GPU network structure

From GPU

GPU is currently using TGnutella as it's network protocol. Because TGnutella is buggy, about 5% of all the messages get lost, or don't get to their destination. That is why there needs to be a new way of connecting all the nodes. To do this the way jobs are distributed and answered will have to be changed. This will be done by adding channels.

Contents

Channels

Channels are a way of specifying which data a client wants to receive, and what it does not want to receive. Some examples of channels could be:

  • The chat
  • The whiteboard
  • The search engine

The advantage of these channels is that every plugin can have it's own channel, or join others. Each channel will have it's own network of nodes that have that channel enabled. This has the following advantages:

  • uses less bandwidth ( an idle connection doesn't use much/any bandwidth)
  • uses less cpu use ( messages don't have to be filtered )
  • is faster (there are only nodes that need the information, so there will be less nodes that have to forward the message).
  • more resistant to ddos attacks. If one channel goes down, not all the channels are down. You would have to ddos every node in the dht to block everything.

DHT

Each channel has its own Distributed Hash Table (DHT) to keep track of the servers and nodes. For more information on DHT's, go to: http://en.wikipedia.org/wiki/Distributed_hash_table. For gpu, the kademlia dht protocol would be most suited.

Client & Server

Once started up, the client will contact the DHT and retrieve all the servers and clients of the specified channel. After doing that it will establish a connection to 2-5 servers, and determine which server is the best according to a formula that will consider these values:

  • The server with the least connected nodes should be most favorable to connect to
  • If a server has a high ping, it should be less favorable to connect to
  • Eventual other things like the amount of active nodes on a server (so active nodes group together, resulting in less average travel time for the messages.
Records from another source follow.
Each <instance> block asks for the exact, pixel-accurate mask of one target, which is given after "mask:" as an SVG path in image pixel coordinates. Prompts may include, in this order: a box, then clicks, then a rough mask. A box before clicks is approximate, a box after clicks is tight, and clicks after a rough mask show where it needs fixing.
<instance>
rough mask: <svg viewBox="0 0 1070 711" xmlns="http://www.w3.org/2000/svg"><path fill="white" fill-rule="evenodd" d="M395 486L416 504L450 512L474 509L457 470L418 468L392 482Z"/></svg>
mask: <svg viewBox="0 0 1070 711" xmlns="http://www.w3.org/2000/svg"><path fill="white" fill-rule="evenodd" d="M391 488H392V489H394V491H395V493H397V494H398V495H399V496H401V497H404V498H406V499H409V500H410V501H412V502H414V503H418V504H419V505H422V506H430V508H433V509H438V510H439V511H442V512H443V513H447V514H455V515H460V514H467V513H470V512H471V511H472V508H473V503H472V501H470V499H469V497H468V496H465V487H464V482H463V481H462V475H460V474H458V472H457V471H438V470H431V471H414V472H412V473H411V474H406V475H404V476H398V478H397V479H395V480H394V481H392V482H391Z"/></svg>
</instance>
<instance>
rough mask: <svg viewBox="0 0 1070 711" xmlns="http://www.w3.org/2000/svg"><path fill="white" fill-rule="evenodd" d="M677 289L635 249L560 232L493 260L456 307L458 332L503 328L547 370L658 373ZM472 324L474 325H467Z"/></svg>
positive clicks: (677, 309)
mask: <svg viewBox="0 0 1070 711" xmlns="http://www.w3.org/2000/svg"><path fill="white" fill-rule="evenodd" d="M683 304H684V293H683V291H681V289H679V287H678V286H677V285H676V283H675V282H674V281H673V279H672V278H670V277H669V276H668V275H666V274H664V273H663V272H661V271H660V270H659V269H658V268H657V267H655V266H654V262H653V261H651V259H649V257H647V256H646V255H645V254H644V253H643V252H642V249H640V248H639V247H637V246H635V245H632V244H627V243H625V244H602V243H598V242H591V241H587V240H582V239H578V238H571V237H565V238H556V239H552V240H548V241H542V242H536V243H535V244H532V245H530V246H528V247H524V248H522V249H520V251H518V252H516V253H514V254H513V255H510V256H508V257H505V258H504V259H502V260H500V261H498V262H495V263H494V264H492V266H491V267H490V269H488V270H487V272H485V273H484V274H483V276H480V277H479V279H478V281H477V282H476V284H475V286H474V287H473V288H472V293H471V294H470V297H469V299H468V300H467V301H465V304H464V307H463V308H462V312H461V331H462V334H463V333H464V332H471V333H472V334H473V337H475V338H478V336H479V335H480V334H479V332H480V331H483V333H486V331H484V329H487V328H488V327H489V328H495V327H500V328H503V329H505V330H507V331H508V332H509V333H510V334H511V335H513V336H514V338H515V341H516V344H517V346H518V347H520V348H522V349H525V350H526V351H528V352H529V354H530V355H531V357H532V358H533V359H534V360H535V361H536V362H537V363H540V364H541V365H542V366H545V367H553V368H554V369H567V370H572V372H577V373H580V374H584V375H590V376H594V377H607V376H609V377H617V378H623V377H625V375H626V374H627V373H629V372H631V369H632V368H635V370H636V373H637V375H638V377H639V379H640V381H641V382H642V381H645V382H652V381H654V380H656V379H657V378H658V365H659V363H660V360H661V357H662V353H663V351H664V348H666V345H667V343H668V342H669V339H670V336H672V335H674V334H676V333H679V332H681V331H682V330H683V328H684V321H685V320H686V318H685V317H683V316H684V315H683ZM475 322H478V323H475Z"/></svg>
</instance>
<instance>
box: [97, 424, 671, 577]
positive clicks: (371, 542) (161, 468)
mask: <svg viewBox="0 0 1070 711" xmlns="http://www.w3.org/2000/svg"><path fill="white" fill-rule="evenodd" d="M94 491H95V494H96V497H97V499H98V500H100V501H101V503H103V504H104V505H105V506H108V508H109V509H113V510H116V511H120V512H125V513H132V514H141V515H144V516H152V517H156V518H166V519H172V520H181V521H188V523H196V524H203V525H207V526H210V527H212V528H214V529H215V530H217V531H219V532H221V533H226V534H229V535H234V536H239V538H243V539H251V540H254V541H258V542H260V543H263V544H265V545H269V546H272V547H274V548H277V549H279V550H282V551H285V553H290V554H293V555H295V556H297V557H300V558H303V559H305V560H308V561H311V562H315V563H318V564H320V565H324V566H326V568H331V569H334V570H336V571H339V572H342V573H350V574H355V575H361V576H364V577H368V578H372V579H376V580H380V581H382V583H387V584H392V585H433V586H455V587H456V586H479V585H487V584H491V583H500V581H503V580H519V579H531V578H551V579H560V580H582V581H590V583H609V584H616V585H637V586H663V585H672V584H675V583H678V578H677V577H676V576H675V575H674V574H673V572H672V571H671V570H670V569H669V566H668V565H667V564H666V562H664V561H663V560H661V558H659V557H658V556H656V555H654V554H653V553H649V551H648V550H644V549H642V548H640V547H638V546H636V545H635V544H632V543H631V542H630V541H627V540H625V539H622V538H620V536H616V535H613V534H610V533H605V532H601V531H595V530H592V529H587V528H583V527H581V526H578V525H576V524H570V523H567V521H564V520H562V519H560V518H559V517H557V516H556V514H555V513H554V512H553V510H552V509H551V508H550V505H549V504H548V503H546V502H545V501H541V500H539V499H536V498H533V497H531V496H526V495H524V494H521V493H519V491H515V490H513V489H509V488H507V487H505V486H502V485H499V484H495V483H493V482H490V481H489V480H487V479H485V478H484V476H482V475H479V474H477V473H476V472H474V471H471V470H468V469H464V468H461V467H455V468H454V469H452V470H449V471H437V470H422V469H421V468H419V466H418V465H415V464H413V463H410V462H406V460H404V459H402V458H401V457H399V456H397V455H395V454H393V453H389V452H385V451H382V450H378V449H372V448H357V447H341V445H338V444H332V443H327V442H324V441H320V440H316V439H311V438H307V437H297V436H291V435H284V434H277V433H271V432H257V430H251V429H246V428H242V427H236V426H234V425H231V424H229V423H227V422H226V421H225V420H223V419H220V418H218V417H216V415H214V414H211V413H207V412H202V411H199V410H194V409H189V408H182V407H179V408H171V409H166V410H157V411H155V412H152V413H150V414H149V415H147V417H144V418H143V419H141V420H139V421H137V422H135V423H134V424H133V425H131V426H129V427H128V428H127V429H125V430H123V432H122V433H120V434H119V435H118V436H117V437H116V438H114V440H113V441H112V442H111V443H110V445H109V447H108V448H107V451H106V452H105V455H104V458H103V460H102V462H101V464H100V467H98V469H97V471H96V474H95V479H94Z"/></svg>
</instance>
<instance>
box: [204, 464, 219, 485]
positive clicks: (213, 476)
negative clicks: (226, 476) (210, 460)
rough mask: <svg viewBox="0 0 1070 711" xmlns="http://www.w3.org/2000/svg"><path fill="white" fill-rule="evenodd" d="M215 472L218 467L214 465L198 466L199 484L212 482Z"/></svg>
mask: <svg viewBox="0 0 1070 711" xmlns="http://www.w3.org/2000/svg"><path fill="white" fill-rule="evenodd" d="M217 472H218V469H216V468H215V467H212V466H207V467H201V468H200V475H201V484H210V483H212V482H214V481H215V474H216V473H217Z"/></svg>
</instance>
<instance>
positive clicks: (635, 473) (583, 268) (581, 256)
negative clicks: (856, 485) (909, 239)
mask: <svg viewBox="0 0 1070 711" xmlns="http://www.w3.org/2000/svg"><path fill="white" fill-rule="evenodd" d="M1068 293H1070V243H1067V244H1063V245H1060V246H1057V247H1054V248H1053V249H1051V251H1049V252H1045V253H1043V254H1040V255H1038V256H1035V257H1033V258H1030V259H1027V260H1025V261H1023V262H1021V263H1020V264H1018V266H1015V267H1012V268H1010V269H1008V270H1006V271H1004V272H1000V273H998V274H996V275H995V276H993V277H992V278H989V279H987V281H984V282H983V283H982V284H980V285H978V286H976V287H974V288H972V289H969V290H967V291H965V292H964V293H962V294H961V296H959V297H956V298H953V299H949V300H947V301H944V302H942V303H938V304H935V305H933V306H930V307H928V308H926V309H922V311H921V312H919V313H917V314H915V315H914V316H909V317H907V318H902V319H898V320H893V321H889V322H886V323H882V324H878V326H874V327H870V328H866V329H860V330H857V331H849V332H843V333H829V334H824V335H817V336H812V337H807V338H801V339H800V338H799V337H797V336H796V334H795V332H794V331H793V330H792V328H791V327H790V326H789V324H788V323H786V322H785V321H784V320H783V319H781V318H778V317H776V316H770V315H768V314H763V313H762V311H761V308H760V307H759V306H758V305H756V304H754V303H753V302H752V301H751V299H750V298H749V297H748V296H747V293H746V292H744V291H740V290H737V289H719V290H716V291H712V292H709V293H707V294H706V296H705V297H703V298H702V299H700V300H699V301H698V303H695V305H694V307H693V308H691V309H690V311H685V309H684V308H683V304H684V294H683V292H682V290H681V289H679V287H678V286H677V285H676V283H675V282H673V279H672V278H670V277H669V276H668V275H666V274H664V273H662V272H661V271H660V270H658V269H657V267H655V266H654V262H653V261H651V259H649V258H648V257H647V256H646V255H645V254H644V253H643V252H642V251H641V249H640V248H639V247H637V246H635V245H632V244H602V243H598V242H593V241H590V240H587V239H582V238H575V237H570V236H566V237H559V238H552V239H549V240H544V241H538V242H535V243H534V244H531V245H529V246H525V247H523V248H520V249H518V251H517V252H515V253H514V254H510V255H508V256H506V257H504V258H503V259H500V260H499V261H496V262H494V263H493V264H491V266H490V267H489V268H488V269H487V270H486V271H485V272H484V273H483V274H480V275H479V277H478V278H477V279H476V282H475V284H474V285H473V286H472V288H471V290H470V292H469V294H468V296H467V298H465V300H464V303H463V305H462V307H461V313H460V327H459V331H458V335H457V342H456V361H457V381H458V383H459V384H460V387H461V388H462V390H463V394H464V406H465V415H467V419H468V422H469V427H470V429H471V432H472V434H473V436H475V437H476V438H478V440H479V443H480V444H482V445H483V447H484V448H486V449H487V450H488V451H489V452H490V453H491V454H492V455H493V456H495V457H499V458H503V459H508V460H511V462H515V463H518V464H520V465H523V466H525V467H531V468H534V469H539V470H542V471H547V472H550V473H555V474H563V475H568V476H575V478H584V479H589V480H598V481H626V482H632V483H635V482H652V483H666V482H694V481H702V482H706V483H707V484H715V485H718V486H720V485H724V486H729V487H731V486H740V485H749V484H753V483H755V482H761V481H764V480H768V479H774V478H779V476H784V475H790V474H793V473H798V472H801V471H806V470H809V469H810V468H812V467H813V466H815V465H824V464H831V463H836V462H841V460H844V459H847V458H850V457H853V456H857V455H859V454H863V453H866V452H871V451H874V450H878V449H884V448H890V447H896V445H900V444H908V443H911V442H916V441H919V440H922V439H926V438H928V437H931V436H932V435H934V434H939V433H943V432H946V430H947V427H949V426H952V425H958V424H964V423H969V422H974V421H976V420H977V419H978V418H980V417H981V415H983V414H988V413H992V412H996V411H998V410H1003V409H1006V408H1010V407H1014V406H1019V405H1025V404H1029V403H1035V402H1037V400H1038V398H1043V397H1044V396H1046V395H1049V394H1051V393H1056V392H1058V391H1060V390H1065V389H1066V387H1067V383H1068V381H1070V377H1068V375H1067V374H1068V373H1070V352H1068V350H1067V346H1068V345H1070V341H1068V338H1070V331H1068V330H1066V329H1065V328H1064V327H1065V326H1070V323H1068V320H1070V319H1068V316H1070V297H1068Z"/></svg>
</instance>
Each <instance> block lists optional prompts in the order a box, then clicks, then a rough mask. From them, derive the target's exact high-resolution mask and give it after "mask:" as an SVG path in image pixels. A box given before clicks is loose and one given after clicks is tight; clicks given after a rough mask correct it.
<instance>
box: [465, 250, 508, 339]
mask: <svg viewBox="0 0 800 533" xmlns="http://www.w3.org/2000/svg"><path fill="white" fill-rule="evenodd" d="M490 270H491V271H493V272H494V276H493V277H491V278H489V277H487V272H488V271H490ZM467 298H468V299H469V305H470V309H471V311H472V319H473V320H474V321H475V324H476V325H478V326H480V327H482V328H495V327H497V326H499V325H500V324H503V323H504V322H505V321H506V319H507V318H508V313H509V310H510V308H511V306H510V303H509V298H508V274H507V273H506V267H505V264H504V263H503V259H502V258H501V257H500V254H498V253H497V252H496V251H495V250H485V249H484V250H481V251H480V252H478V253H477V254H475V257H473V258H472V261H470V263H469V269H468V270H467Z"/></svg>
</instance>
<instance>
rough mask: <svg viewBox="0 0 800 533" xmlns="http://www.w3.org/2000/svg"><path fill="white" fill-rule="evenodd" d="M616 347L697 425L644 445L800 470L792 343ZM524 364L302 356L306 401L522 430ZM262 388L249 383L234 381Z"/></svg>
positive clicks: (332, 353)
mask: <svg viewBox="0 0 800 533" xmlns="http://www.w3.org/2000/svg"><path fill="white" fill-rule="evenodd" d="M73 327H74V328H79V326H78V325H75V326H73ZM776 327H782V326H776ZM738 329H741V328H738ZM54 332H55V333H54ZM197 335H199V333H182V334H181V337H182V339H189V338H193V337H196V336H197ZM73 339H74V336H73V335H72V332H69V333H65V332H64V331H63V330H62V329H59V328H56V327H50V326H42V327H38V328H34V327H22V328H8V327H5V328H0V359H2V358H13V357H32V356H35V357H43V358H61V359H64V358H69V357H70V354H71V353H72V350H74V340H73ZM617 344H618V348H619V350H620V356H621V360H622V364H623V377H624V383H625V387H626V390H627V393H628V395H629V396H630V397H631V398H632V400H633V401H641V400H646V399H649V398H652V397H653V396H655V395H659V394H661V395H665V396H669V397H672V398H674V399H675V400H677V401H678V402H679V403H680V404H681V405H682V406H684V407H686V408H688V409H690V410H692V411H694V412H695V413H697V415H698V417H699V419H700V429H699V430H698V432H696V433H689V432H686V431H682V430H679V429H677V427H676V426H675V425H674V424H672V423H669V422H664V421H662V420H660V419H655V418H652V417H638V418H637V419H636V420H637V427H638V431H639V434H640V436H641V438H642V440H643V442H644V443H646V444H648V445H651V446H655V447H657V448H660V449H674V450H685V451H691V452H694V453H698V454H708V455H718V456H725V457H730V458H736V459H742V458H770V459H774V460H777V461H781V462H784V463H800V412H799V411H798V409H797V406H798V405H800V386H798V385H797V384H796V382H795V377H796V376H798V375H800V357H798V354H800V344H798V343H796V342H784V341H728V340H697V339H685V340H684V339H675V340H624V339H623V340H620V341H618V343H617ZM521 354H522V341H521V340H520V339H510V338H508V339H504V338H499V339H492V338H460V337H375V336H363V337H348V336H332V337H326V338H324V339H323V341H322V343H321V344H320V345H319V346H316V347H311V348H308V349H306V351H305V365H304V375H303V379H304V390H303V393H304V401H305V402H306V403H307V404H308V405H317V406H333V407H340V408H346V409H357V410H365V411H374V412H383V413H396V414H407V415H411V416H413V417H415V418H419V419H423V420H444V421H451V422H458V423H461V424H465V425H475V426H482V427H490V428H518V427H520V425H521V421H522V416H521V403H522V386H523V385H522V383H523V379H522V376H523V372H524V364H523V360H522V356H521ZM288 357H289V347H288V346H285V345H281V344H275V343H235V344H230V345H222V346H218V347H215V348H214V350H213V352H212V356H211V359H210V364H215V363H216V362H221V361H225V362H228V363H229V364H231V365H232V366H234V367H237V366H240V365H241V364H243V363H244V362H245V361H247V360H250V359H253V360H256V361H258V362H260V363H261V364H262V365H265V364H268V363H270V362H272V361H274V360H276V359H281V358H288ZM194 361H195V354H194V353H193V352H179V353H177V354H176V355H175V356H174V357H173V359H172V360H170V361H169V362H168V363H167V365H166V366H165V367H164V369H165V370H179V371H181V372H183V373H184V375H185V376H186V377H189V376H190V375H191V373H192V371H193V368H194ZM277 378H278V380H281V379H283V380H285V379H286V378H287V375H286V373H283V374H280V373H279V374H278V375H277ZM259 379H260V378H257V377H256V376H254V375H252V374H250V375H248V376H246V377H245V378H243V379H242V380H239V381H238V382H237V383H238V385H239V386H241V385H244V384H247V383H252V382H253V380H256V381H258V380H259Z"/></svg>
The idle connections to other servers are sometimes dropped, and new ones are sometimes made if something changes on the network.

Before a client can decide to become a server, it has to for fill a few requirements:

  • The amount of servers on the channel should be less than: ceil(sqrt(nodes))
  • The right port should be forwarded
  • The node should have a real IP address
  • Their ping time should be reasonably low (as seen from the other servers)
  • Other servers chose it to be a new server (unless there is no server yet, then the first node will become the server

If a client complies to all that, it can become a server

Once promoted to server by the other servers, the node starts to connect to all the other servers and accepts incoming connections. Because new nodes connect randomly to 2-5 servers and existing nodes randomly change their active server, the new server will soon get some active connections.

This is how a channel network graph would look like with 16 nodes (4 servers) and one active and one idle connection:

Image:channel_network.png

As you can see, the Time To Live for each message can be 3, because then every node has been reached. Also the problem of duplicate messages does not exist in this setup, as it does in current protocol which filters it with an unique id.

Broadcasting and Private messages

To send messages to the outer world, a client/server has two options.

Broadcasting

You can send a message to the whole network. Servers do not check where to send the message to, they just forward it to every node they are connected to.

Private messages

You can also send a message with a destination. The server you send it to checks if he is connected to the destination. If not, it looks up what server is, and forwards the message to that server. This way the message reaches the node as private as possible. Answers from for example a stack execution, are always send back privately, not broadcasted. Plugins should be able to do both on a channel they registered to. To be able to do that, they need to know what nodes participate in that channel.